Dieses Vorgehen wird auch nach dem Software-Update grundsätzlich möglich. Mit der aktualisierten Software können Rezepte sowohl in Papierform als auch elektronisch ausgestellt werden. Papierrezepte sind außerdem auch nach der Einführung des eRezeptes für BtM-Rezepte, Rezepte für Blutzuckerteststreifen und Verbandstoffe, Verordnungen für Versicherte von sonstigen Kostenträgern, Verordnungen bei Hausbesuchen, von Heil- und Hilfsmitteln und Sprechstundenbedarf sowie individuell bei technischen Problemen vorgesehen.
Die ePA ist nur auf Wunsch des Patienten zu befüllen
Die elektronische Patientenakte ist weiterhin freiwillig. Auf die ePA vorbereitet sein muss das Praxisverwaltungssystem bereits seit dem 1. Juli 2021. Das Befüllen der ePA ist für die Ärztinnen und Ärzte verpflichtend – allerdings nur auf Wunsch des Patienten.
Seit dem Stichtag kann eine Erstbefüllung der ePA nach Nr. 01648 EBM (89 Punkte, 10,03 Euro) berechnet werden.

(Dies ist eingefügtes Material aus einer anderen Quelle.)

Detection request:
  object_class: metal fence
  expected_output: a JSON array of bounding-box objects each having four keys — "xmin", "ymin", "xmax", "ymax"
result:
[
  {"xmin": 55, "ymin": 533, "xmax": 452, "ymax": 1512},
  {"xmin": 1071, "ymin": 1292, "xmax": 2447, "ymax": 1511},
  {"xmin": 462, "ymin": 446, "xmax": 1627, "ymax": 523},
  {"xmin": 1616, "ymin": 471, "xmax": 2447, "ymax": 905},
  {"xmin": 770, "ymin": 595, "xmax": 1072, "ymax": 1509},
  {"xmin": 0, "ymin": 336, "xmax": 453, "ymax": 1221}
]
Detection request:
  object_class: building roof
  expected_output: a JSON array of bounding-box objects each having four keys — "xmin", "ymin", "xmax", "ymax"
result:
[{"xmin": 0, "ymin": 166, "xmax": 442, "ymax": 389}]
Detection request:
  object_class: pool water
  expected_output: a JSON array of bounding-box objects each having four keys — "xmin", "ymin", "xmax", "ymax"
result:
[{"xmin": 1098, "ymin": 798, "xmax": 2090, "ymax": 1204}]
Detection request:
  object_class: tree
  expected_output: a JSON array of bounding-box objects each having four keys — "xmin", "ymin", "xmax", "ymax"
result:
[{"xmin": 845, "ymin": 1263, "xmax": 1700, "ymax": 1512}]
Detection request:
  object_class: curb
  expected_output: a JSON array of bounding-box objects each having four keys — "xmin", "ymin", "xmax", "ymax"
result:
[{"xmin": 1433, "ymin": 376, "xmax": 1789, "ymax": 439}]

In der Folge kommt dann die Nr. 01647 (1,69 Euro / 15 Punkte) als Zuschlag zu den Versicherten-, Grund- und Konsiliarpauschalen einmal im Quartal extrabudgetär zum Ansatz, wenn Daten in der ePA erfasst, verarbeitet und/oder gespeichert werden.
Findet in dem betreffenden Quartal kein persönlicher Arzt-Patienten-Kontakt und auch keine Videosprechstunde statt, kommt nur die Nr. 01431 (0,34 Euro / 3 Punkte) zum Ansatz. Die Leistung ist je Arzt oder Psychotherapeut bis zu viermal im Quartal bei einem Patienten berechnungsfähig.